The majority of young people in sub-Saharan Africa will end up in agriculture. The question is whether they are going to be involved in back breaking, staple crop production, or whether there will be a much more dynamic environment to allow agriculture to become a driver of change in rural areas, and create opportunities on and off farms.
Young people can be very good agricultural entrepreneurs. They are tech savvy, and they know how to sell things. Instead of farming themselves, they will buy products from farmers in their communities, process them and sell them on the market, providing income generation for themselves and other young people.
We need to look at the opportunities in the entire food systems and not just in agriculture.
Digital technology is one of the keys to transforming economies. Are infrastructure and investments to support technologies keeping up?

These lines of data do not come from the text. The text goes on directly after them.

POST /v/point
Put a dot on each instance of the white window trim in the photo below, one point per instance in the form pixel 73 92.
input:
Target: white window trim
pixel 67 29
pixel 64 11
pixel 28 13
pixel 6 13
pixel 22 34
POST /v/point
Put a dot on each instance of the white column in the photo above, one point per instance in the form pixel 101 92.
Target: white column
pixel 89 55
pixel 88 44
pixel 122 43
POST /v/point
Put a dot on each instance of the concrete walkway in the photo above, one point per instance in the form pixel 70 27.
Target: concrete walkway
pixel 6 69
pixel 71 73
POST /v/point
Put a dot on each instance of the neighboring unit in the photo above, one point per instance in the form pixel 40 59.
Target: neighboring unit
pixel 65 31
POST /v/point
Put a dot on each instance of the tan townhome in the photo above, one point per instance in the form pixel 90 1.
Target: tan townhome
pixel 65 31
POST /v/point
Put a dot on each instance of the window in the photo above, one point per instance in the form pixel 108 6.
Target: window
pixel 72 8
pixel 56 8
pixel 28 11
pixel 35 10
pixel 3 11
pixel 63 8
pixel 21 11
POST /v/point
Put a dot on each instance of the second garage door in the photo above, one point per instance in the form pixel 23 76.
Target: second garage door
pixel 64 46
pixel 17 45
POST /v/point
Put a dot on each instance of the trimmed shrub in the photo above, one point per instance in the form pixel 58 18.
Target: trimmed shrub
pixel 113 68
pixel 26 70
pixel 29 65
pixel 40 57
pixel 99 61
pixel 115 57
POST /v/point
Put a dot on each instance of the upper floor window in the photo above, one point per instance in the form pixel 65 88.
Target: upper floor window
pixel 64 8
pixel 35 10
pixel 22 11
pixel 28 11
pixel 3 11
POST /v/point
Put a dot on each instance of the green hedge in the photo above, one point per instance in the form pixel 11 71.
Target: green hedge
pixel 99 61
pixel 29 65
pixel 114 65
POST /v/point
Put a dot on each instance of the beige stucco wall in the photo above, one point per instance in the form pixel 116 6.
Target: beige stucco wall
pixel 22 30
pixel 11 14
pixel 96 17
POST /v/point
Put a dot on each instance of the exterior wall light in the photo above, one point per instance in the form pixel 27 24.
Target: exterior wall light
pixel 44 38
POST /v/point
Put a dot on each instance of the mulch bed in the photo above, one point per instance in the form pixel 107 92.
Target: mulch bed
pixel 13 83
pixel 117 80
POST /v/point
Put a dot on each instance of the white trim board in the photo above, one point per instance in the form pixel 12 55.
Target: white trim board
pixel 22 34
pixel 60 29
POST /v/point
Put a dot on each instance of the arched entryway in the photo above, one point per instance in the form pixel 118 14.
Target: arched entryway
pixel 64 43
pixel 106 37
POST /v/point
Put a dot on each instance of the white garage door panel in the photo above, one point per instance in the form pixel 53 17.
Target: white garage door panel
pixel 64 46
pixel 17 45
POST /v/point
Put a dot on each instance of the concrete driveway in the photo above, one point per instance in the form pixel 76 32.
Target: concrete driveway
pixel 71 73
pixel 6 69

Things are moving in the right direction. There is a lot of opportunity, for example, through the digital revolution, but to take advantage of these opportunities requires investment, and we need to figure out how to make those investments advantageous for young people. There is a lot of talk about digital markets instead of physical markets, which involve a digital platform where buyers and sellers can interact. But this won’t happen automatically – you have to have someone to set that up. You have to make sure that the buyers, like supermarkets and restaurants, are there on that digital platform, then you need to make sure that the seller – either farmers or farmers organisations – are also on this platform. It’s a great example of how to take advantage of the digital revolution, but it requires some action. In particular, we need to show young people that the market is there and they can access it through technology.
How can young people have more of a say in the opportunities that could be made available to them?
Young people are excluded from a lot of the policymaking and decisions that affect their lives. It’s rare even for ministers of youth to be young, and committees that work with governments on behalf of youth only sometimes include young people. And so, in political processes, young people tend not to be as involved as they should be.
IFAD’s 2019 Rural Development Report mentions the need to actively engage young people in policymaking. That does not mean having a separate youth council, but that youth should be part of the overall conversations about rural development, and investment, so that they are part of the decision-making process.